1511-1530. Época inicial y primer contacto con la
Reforma
Miguel Servet nació el 1511 en Villanueva
de Sijena, pequeño pueblo de Aragón donde
su padre había sido destinado tras ser nombrado notario
real, un cargo de cierta relevancia y que permitía
a su familia llevar una vida holgada. Sus padres eran fervientes
católicos y se cree que, inicialmente, pudo habérsele
encaminado al sacerdocio. Poco se sabe con certeza sobre la
educación que recibió de joven, pero parece
ser que demostró ser muy precoz y ya siendo un adolescente
sabía latín, griego y hebreo y era muy versado
en matemáticas y filosofía escolástica.
A los catorce años entró al servicio de Juan
Quintana, un erudito monje franciscano. [más
acerca del contexto histórico]
Cuando Miguel Servet tenía diecisiete años,
su padre decidió que estudiara Derecho y con este propósito,
le envió al otro lado de los Pirineos, a la Universidad
de Toulouse, entonces la más célebre de toda
Francia. A pesar de su juventud, Miguel Servet quedó
impresionado por el hecho de que la doctrina de la Trinidad
supusiera un serio obstáculo en la evangelización
de árabes y judíos. Mientras estudiaba en la
Universidad de Toulouse, leyó la Biblia, a cuyos contenidos
se tenía fácil acceso desde la reciente, y también
peligrosa, aparición de la imprenta.

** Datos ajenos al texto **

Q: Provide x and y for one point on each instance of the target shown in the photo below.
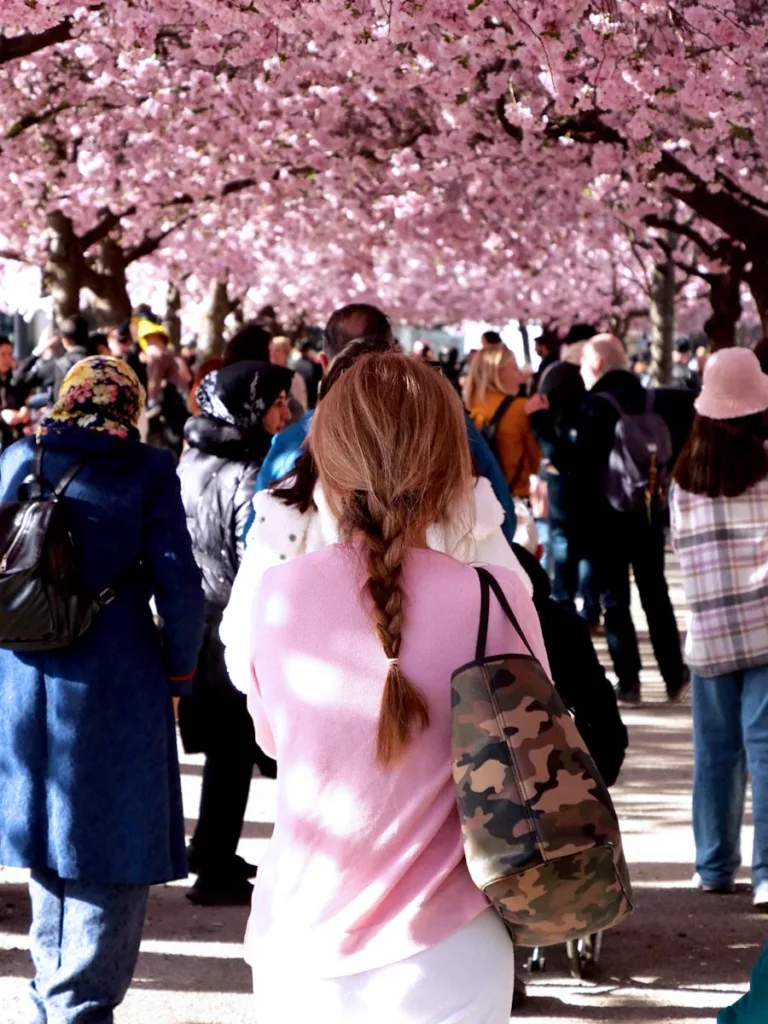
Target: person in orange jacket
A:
(491, 396)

Se sorprendió
al ver que en el texto sagrado el concepto de la Trinidad
no se mencionaba explícitamente, y mucho menos se definía.
Tras dos años en la universidad, a finales de 1529
Miguel Servet fue llamado de nuevo al servicio de Quintana,
quien había sido nombrado confesor del emperador Carlos
V. Acompañaría a Quintana durante su viaje con
la comitiva imperial hacia la coronación del emperador
en Bolonia (Italia). En Italia, Miguel Servet se escandalizó
ante la opulencia de la iglesia, la adoración otorgada
al Papa y la sofisticación del clero. En 1530 abandonó
el séquito del emperador y se dirigió a la ciudad
suiza de Basilea para unirse a los Protestantes. Estuvo alojado
durante meses en casa de Ecolampadio,
el pastor del lugar y líder de la Reforma. Sin embargo,
no encontró ningún respaldo a sus opiniones.